Now that we have two matrices that would help us to provide recommendations for all users who have less than 10 recommendations:

`a.` Matrix where each user has their ratings ordered. (orderer first by user_id, then by rating) 

`b.` Matrix where movies are each axis, and the matrix entries are larger where the two movies are more similar and smaller where the two movies are dissimilar.  This matrix is a measure of content similarity.

For each user, we will perform the following:

    i. For each movie, find the movies that are most similar that the user hasn't seen.

    ii.
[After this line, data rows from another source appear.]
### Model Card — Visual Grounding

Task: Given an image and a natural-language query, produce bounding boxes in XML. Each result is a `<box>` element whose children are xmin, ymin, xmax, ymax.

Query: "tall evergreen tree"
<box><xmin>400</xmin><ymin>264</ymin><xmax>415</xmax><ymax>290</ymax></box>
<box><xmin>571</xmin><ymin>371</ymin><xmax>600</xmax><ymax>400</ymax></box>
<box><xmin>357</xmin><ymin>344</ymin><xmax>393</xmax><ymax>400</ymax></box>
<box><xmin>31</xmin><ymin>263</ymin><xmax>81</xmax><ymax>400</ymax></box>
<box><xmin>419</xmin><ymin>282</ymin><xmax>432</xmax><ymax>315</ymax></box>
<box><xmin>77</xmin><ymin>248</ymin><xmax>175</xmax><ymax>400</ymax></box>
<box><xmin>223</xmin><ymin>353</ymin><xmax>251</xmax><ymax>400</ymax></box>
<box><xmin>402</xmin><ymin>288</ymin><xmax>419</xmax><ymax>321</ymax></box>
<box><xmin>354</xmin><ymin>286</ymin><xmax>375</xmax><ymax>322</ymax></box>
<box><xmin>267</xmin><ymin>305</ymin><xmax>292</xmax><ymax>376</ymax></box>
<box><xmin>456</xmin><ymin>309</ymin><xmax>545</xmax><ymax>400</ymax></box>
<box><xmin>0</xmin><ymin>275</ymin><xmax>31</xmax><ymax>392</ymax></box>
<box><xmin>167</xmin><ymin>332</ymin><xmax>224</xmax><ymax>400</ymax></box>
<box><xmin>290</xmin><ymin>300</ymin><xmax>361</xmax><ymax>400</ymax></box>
Continue through the available, rated movies until 10 recommendations or until there are no additional movies.

In [8]:
def find_similar_movies(movie_id):
    '''
    INPUT
    movie_id - a movie_id 
    OUTPUT
    similar_movies - an array of the most similar movies by title
    '''
    # find the row of each movie id
    movie_idx = np.where(movies['movie_id'] == movie_id)[0][0]
    
    # find the most similar movie indices - to start I said they need to be the same for all content
    similar_idxs = np.where(dot_prod_movies[movie_idx] == np.max(dot_prod_movies[movie_idx]))[0]
    
    # pull the movie titles based on the indices
    similar_movies = np.array(movies.iloc[similar_idxs, ]['movie'])
    
    return similar_movies
    
    
def get_movie_names(movie_ids):
    '''
    INPUT
    movie_ids - a list of movie_ids
    OUTPUT
    movies - a list of movie names associated with the movie_ids
    
    '''
    movie_lst = list(movies[movies['movie_id'].isin(movie_ids)]['movie'])
   
    return movie_lst

def make_recs():
    '''
    INPUT
    None
    OUTPUT
    recs - a dictionary with keys of the user and values of the recommendations
    '''
    # Create dictionary to return with users and ratings
    recs = defaultdict(set)
    # How many users for progress bar
    n_users = len(users)

    
    # Create the progressbar
    cnter = 0
    bar = progressbar.ProgressBar(maxval=n_users+1, widgets=[progressbar.Bar('=', '[', ']'), ' ', progressbar.Percentage()])
    bar.start()
    
    # For each user
    for user in users:
        
        # Update the progress bar
        cnter+=1 
        bar.update(cnter)

        # Pull only the reviews the user has seen
        reviews_temp = ranked_reviews[ranked_reviews['user_id'] == user]
        movies_temp = np.array(reviews_temp['movie_id'])
        movie_names = np.array(get_movie_names(movies_temp))

        # Look at each of the movies (highest ranked first), 
        # pull the movies the user hasn't seen that are most similar
        # These will be the recommendations - continue until 10 recs 
        # or you have depleted the movie list for the user
        for movie in movies_temp:
            rec_movies = find_similar_movies(movie)
            temp_recs = np.setdiff1d(rec_movies, movie_names)
            recs[user].update(temp_recs)

            # If there are more than 
            if len(recs[user]) > 9:
                break

    bar.finish()
    
    return recs

In [9]:
recs = make_recs()



## How Did We Do?

Now that you have made the recommendations, how did we do in providing everyone with a set of recommendations?

In [142]:
# Explore recommendations
users_without_all_recs = []
users_with_all_recs = []
no_recs = []
for user, movie_recs in recs.items():
    if len(movie_recs) < 10:
        users_without_all_recs.append(user)
    if len(movie_recs) > 9:
        users_with_all_recs.append(user)
    if len(movie_recs) == 0:
        no_recs.append(user)

In [145]:
# Some characteristics of my content based recommendations
print("There were {} users without all 10 recommendations we would have liked to have.".format(len(users_without_all_recs)))
print("There were {} users with all 10 recommendations we would like them to have.".format(len(users_with_all_recs)))
print("There were {} users with no recommendations at all!".format(len(no_recs)))

There were 2179 users without all 10 recommendations we would have liked to have.
There were 51789 users with all 10 recommendations we would like them to have.
There were 174 users with no recommendations at all!